RP/0/RP0/CPU0:R36#show bgp l2vpn evpn rd 3.3.3.38:101 [2][0][48][0062.ec71.1000][32][192.168.2.10]/136
BGP routing table entry for [2][0][48][0062.ec71.1000][32][192.168.2.10]/136, Route Distinguisher: 3.3.3.38:101
Versions:
Process bRIB/RIB SendTblVer
Speaker 40028 40028
Last Modified: Aug 31 04:11:21.399 for 00:26:54
Paths: (2 available, best #1)
Not advertised to any peer
Path #1: Received by speaker 0
Not advertised to any peer
Local
3.3.3.38 (metric 30) from 3.3.3.103 (3.3.3.38)

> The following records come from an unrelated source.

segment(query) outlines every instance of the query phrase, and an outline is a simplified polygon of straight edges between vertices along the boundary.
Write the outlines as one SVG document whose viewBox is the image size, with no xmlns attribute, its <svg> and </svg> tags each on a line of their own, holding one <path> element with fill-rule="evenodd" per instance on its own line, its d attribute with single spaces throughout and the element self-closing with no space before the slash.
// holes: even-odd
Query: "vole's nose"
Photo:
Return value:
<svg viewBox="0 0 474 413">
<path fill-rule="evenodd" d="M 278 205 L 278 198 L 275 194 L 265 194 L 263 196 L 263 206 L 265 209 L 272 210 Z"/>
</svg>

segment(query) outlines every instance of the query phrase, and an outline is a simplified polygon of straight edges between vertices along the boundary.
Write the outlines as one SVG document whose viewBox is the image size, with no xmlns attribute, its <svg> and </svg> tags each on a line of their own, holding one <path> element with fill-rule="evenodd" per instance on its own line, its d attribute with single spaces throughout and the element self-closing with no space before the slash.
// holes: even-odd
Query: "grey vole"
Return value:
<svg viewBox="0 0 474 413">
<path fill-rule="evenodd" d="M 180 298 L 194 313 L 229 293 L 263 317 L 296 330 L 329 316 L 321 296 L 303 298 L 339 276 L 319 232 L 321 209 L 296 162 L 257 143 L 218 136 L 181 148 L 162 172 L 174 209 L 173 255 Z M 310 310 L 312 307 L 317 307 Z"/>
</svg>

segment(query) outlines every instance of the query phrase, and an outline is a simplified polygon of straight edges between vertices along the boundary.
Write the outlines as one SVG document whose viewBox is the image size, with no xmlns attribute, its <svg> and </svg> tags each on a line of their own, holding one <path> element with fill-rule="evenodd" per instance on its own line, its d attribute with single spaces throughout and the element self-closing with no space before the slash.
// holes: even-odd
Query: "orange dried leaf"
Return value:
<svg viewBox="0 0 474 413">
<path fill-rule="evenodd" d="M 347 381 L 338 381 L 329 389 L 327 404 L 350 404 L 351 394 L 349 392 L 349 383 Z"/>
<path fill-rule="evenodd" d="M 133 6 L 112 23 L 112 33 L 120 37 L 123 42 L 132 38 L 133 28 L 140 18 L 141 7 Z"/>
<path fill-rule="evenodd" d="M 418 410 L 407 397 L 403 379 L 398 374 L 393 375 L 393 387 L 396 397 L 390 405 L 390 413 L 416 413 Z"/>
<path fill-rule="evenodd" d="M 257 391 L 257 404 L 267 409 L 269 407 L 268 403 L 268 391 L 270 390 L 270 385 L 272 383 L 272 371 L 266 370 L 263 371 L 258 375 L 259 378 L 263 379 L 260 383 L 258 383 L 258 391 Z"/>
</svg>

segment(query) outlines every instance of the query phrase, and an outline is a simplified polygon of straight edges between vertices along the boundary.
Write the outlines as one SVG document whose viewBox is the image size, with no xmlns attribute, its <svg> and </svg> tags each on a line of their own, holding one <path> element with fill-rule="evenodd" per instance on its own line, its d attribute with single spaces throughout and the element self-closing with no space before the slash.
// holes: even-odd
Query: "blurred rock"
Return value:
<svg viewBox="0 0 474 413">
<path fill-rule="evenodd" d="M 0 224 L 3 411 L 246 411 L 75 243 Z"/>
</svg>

Received Label 64008, Second Label 64004
Origin IGP, localpref 100, valid, internal, best, group-best, import-candidate, not-in-vrf
Received Path ID 0, Local Path ID 1, version 40028
Extended community: Flags 0x1e: SoO:3.3.3.39:101 RT:1:101 RT:100:100
Originator: 3.3.3.38, Cluster list: 3.3.3.103
EVPN ESI: 0038.3900.0000.0000.1100
Path #2: Received by speaker 0
Not advertised to any peer
Local
3.3.3.38 (metric 30) from 3.3.3.104 (3.3.3.38)
Received Label 64008, Second Label 64004
Origin IGP, localpref 100, valid, internal, not-in-vrf
Received Path ID 0, Local Path ID 0, version 0
Extended community: Flags 0x1e: SoO:3.3.3.39:101 RT:1:101 RT:100:100
Originator: 3.3.3.38, Cluster list: 3.3.3.104
EVPN ESI: 0038.3900.0000.0000.1100
You can use the example below to see all the BGP EVPN routes,.
RP/0/RP0/CPU0:R36#show bgp l2vpn evpn
BGP EVPN Control Plane detail will be covered in a separate document.
This document shows how to configure Distributed Anycast IRB Gateway on the top of Multi-Homed EVPN service described in the document: “IOS-XR EVPN – Multipoint L2VPN Service with MPLS Data Plane”.